Ketakutan terbesar dari anak saat disapih adalah hilangnya kenyamanan dan sumber kepuasan yang didapatnya saat menyusu. Karena itu, gantikan hal tersebut dengan tetap melimpahinya dengan kasih sayang. Sehingga anak merasa tetap diperhatikan meski tak lagi mendekap ASI.

Jangan Menolak, Tapi Jangan Menawarkan ASI

Untuk menjaga mood anak, saat WWL jangan menolak saat dia meminta ASI tapi jangan luga menawarinya. Hihi lucu ya? Pokoknya, kalau dia minta ya dikasih. Kalau nggak minta ya diam saja.

Bulatkan Tekad

Nah ini nih yang biasanya sulit dilakukan. Mommies justru menjadi pihak yang paling nggak rela melepas anak dari ASI. Kalau ingin menyapih, jangan setengah-setengah ya Moms. Yang ada nanti kayak saya, gatot muluk. Haha..

Bentuk Tim yang Solid

Menyapih nggak hanya “memutus” hubungan anak dengan ASI. Menyapih adalah tentang hubungan emosional antara ibu dan anak. Karena itu, butuh dukungan dari semua pihak dalam keluarga. Ayah, kakek, nenek, suster, babysitter, dan siapapun juga yang ada di dalam ring 1 anak harus mendukung proses ini. WWL butuh waktu, jadi jangan memburu-buru anak, kalau nggak ingin program ini berakhir dengan kegagalan.

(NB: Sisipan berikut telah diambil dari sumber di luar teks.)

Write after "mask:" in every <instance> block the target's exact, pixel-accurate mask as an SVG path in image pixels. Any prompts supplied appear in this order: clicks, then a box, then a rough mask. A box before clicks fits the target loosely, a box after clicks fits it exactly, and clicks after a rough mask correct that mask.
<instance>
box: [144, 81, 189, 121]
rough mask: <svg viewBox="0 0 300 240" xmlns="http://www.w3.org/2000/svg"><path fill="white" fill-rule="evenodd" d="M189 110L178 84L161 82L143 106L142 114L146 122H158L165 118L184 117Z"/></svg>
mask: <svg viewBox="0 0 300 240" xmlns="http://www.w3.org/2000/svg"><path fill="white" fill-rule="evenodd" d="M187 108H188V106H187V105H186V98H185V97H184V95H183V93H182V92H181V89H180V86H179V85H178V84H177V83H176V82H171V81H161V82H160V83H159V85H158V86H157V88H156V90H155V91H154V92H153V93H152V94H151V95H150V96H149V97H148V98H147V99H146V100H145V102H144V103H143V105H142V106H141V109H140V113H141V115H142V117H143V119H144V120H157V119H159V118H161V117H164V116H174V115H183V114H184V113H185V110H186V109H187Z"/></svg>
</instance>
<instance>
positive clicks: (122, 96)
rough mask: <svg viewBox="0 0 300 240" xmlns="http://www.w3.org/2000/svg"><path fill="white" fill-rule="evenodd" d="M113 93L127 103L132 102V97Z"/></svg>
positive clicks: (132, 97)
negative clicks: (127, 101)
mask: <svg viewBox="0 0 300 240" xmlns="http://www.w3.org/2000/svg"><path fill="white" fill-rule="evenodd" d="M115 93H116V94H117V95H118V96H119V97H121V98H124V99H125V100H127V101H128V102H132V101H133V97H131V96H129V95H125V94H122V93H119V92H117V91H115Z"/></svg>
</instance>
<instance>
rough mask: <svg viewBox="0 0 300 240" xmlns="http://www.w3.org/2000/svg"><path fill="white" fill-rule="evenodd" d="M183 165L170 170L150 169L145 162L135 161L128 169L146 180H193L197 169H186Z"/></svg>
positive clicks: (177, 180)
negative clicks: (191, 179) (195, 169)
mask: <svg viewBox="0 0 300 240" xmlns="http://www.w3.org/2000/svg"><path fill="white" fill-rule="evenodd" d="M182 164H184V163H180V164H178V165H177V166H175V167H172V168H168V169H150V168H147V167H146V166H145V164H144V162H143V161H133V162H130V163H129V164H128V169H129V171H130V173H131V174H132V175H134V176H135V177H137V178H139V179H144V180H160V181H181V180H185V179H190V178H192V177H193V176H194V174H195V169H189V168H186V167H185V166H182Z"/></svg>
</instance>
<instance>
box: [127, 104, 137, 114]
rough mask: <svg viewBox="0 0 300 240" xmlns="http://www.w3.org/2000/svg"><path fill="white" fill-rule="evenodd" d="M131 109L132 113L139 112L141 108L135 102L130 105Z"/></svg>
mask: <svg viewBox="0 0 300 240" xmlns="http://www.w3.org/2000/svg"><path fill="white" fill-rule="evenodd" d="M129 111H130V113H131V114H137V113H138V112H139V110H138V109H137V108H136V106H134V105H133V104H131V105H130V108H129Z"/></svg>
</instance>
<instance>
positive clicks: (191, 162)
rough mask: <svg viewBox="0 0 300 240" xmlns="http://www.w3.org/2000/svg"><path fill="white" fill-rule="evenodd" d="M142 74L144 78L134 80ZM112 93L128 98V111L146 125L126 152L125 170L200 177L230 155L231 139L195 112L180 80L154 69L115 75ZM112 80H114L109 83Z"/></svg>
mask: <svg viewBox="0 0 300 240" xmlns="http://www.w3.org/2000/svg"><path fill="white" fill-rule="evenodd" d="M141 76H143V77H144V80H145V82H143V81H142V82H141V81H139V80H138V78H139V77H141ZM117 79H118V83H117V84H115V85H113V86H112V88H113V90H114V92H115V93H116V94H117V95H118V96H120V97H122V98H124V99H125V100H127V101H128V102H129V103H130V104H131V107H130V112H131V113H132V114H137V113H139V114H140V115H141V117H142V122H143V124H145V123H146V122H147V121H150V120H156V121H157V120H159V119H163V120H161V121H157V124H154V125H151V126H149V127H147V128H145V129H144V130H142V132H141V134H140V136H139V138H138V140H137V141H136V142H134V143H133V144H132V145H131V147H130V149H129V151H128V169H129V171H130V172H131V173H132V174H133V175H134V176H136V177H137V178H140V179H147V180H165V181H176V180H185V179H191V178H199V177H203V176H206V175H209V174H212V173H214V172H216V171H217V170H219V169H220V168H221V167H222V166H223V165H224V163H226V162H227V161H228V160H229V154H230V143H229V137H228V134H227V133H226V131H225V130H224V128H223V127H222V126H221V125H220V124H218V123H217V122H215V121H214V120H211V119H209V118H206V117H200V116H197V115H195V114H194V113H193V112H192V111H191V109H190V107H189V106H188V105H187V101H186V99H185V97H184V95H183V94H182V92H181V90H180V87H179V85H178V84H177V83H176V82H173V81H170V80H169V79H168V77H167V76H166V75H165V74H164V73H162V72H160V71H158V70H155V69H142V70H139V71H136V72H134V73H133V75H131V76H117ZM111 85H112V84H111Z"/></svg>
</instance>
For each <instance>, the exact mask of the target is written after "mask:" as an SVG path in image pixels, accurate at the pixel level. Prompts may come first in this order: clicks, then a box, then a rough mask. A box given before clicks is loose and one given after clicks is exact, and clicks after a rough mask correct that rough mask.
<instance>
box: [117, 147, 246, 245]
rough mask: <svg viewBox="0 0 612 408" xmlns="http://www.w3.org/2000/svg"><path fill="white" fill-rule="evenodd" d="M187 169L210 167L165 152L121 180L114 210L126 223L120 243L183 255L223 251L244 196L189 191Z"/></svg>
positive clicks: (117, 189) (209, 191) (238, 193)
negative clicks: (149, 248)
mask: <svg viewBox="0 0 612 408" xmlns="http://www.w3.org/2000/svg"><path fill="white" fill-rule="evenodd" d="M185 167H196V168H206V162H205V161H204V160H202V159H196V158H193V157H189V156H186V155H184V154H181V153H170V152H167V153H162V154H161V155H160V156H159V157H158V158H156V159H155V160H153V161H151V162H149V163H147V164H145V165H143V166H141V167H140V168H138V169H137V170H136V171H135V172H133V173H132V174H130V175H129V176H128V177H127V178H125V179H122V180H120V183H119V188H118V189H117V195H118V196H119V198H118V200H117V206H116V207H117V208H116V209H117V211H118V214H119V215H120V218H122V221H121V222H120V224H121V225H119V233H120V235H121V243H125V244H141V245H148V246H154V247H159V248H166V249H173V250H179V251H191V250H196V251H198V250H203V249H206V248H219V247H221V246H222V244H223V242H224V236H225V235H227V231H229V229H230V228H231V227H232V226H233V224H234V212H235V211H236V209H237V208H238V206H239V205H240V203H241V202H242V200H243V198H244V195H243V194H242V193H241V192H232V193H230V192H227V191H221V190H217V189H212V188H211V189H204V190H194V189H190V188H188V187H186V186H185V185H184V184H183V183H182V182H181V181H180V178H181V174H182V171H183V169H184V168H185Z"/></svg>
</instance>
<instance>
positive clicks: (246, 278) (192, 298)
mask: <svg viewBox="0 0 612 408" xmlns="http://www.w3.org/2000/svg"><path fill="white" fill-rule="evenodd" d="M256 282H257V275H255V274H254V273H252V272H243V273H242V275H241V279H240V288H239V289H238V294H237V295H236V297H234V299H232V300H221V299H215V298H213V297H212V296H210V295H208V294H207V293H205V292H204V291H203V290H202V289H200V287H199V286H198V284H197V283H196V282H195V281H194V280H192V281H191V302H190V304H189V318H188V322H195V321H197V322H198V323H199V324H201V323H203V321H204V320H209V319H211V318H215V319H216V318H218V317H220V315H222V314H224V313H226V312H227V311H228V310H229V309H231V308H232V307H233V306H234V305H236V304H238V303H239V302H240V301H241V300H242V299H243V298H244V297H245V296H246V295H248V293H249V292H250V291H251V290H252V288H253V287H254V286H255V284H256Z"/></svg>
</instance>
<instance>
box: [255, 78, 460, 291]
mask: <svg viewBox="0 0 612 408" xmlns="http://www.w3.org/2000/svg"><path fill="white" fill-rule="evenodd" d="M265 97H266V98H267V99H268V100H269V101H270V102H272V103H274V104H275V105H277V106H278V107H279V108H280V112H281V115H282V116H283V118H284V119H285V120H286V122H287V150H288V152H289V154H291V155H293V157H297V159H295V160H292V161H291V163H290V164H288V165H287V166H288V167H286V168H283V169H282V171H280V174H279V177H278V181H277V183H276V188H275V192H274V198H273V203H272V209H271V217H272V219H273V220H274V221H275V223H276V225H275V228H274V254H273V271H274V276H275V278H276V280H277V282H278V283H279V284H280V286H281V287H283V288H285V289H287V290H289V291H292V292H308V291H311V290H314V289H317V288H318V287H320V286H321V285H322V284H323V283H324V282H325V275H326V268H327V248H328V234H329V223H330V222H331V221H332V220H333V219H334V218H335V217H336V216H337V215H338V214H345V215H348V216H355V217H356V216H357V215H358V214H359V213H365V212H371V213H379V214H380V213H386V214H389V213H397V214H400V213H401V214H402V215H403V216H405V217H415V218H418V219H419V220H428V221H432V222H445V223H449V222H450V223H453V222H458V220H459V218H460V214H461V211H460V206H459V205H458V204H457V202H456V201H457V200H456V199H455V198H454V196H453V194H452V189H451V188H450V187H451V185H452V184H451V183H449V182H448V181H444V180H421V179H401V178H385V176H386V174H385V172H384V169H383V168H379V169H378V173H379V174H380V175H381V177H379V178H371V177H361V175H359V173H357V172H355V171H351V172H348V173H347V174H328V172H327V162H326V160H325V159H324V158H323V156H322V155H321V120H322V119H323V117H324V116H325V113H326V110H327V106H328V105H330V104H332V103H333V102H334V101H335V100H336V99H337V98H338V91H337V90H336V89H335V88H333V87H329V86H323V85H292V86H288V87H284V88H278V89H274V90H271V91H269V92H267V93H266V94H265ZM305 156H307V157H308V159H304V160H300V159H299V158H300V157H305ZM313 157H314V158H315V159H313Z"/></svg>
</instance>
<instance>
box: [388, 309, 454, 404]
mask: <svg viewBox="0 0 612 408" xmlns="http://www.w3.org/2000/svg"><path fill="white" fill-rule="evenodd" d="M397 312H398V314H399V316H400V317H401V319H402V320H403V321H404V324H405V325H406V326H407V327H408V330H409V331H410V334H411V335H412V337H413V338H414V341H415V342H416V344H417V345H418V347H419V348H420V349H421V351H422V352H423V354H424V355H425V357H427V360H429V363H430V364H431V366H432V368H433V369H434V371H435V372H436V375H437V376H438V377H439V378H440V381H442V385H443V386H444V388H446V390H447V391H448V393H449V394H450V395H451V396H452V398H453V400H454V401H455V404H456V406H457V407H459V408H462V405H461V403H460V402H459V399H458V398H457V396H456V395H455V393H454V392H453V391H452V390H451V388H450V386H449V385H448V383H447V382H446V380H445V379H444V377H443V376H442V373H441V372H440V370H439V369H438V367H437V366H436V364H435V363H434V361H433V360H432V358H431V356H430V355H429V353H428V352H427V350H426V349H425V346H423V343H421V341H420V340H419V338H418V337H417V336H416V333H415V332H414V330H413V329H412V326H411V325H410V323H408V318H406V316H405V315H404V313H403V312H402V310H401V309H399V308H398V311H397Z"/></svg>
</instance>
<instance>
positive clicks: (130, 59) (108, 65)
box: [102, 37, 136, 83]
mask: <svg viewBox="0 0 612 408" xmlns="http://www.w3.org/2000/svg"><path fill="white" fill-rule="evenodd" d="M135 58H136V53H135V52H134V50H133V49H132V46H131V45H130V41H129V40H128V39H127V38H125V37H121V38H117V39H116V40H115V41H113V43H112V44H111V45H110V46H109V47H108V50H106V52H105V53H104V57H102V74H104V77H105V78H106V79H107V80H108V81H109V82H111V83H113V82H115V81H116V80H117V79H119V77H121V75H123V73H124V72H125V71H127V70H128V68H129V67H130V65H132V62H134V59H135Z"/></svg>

Setiap anak memiliki jam biologisnya sendiri. So, nggak usah terlalu risau saat program WWL kita harus berlangsung berbulan-bulan ya Moms! Semua ibu pasti bisa melakukan WWL, asal punya tekad dan semangat yang kece. Yang penting anak nggak trauma dan Mommies pun happy. Dengan begitu, meski sudah lepas ASI, hubungan kita dengan anak tetap luar biasa. Setuju?

Selamat menyapih dengan cinta ya Moms.